(741a) Multiscale Modeling of Stratum Corneum Lipid Mixtures

The barrier function of human skin is known to be localized to its outermost layer, the stratum corneum (SC), which is composed of a dense lipid matrix surrounding dead skin cells (corneocytes). Since the lipid matrix presents the only continuous path through the SC, determining the link between composition and structure is essential for understanding barrier function. While the chemical makeup of the SC lipids is known, the molecular level details of the structure is not, in part due to the fact that over 14 unique ceramides of varying chain length, along with cholesterol, and free fatty acids, have thus far been identified. As such, experiments often consider simplified mixtures of synthetic lipids, whose composition can be precisely controlled, in order to gain insight into this complex system. However, even simple systems can lead to different hypotheses (e.g., whether two-tailed ceramide lipids adopt a hairpin or extended conformation in lamellar structures) due to the inability to precisely locate different lipid species and their confirmations. Molecular simulation is an important complement to these experimental studies, as simulation provides a direct 3D molecular-level resolution and precise control over composition.
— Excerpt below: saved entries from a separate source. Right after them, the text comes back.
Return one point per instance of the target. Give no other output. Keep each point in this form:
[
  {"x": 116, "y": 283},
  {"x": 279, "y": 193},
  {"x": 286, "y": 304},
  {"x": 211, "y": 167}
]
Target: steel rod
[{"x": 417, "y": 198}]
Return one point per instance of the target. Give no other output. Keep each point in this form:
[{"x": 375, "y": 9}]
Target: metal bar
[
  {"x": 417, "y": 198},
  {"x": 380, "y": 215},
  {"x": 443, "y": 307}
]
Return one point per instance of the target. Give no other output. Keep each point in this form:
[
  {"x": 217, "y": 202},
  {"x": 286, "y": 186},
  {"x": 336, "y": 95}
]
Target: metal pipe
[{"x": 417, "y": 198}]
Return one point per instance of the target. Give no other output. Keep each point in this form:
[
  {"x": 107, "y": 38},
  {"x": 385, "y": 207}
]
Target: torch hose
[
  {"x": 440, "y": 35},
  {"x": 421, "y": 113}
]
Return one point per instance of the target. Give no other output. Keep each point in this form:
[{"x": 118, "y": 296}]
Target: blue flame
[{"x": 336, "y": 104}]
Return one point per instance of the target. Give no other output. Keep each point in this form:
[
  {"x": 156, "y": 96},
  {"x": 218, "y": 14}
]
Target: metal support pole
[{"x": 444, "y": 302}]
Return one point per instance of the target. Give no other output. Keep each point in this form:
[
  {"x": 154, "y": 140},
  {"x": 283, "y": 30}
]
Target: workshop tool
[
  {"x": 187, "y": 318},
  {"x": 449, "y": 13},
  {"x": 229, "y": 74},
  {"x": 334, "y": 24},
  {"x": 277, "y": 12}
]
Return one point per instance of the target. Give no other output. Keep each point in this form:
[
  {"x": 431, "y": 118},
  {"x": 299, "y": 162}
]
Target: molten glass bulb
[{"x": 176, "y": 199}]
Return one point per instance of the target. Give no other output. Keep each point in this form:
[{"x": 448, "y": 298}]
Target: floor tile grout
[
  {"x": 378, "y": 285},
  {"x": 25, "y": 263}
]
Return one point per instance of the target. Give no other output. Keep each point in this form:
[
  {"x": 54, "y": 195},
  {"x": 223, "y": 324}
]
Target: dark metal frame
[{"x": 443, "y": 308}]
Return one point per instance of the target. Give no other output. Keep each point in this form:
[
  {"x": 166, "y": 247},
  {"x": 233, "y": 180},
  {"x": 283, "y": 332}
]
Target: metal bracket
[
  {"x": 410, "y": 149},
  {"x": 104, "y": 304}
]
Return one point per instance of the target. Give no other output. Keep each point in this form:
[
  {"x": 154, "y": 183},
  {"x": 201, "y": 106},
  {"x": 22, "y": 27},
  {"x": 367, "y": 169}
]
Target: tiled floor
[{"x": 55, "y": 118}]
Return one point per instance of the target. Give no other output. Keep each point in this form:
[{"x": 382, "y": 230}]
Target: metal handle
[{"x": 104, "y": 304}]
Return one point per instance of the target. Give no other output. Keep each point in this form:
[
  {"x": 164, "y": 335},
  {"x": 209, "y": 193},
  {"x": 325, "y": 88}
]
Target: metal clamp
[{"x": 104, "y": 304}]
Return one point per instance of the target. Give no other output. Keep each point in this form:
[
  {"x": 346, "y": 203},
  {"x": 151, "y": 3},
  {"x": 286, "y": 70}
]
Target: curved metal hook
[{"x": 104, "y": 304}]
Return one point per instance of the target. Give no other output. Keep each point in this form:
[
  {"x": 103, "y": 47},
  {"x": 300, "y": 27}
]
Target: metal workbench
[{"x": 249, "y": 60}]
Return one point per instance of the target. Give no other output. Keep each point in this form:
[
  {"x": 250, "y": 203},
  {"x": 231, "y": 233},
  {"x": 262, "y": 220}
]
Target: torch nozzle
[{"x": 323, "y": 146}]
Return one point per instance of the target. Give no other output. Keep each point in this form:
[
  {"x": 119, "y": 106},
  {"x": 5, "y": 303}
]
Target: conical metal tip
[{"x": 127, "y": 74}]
We present both atomistic and coarse-grained (CG) molecular dynamics simulations of simplified mixtures of SC lipids, namely cholesterol, free fatty acid, and ceramides. Atomistic simulations of pre-assembled bilayer structures are used to probe the impact of the individual lipid components on structure and examine the role of ceramide tail length [1]. CG MD simulations are used to examine self-assembled structures that complement the atomistic studies. The CG force fields were parameterized using the multi-state and multi-ensemble iterative Boltzmann inversion method [1] based on simulation data from fully atomistic models [3]. The CG results examine structural differences between bilayer and multilayer structures, and due to their computational efficiency, allow a larger range of parameters to be explored, including the role of free fatty acid chain length. The CG results also demonstrate that the intramolecular conformations of the ceramides are dependent on the lipid composition of the system, where increasing the number of lipid components gives rise to a greater fraction of extended ceramide conformations, helping to elucidate the 3D structure of these mixtures.

References

[1] Moore T.C., Hartkamp R., Iacovella C.R., Bunge A.L., McCabe C. The Influence of Ceramide Tail Length on the Structure of Bilayers Composed of Stratum Corneum Lipids, Biophysical Journal, 2018 114, 113-125
[2] Moore, T. C., Iacovella, C. R. & McCabe, C. Derivation of coarse-grained potentials via multistate iterative Boltzmann inversion. J. Chem. Phys. 2014, 140, 224104
[3] Moore, T. C., Iacovella, C. R., Hartkamp, R., Bunge, A. L. & McCabe, C. A Coarse-Grained Model of Stratum Corneum Lipids: Free Fatty Acids and Ceramide NS,” Journal of Physical Chemistry B, 120(37) 9944-9958 (2016).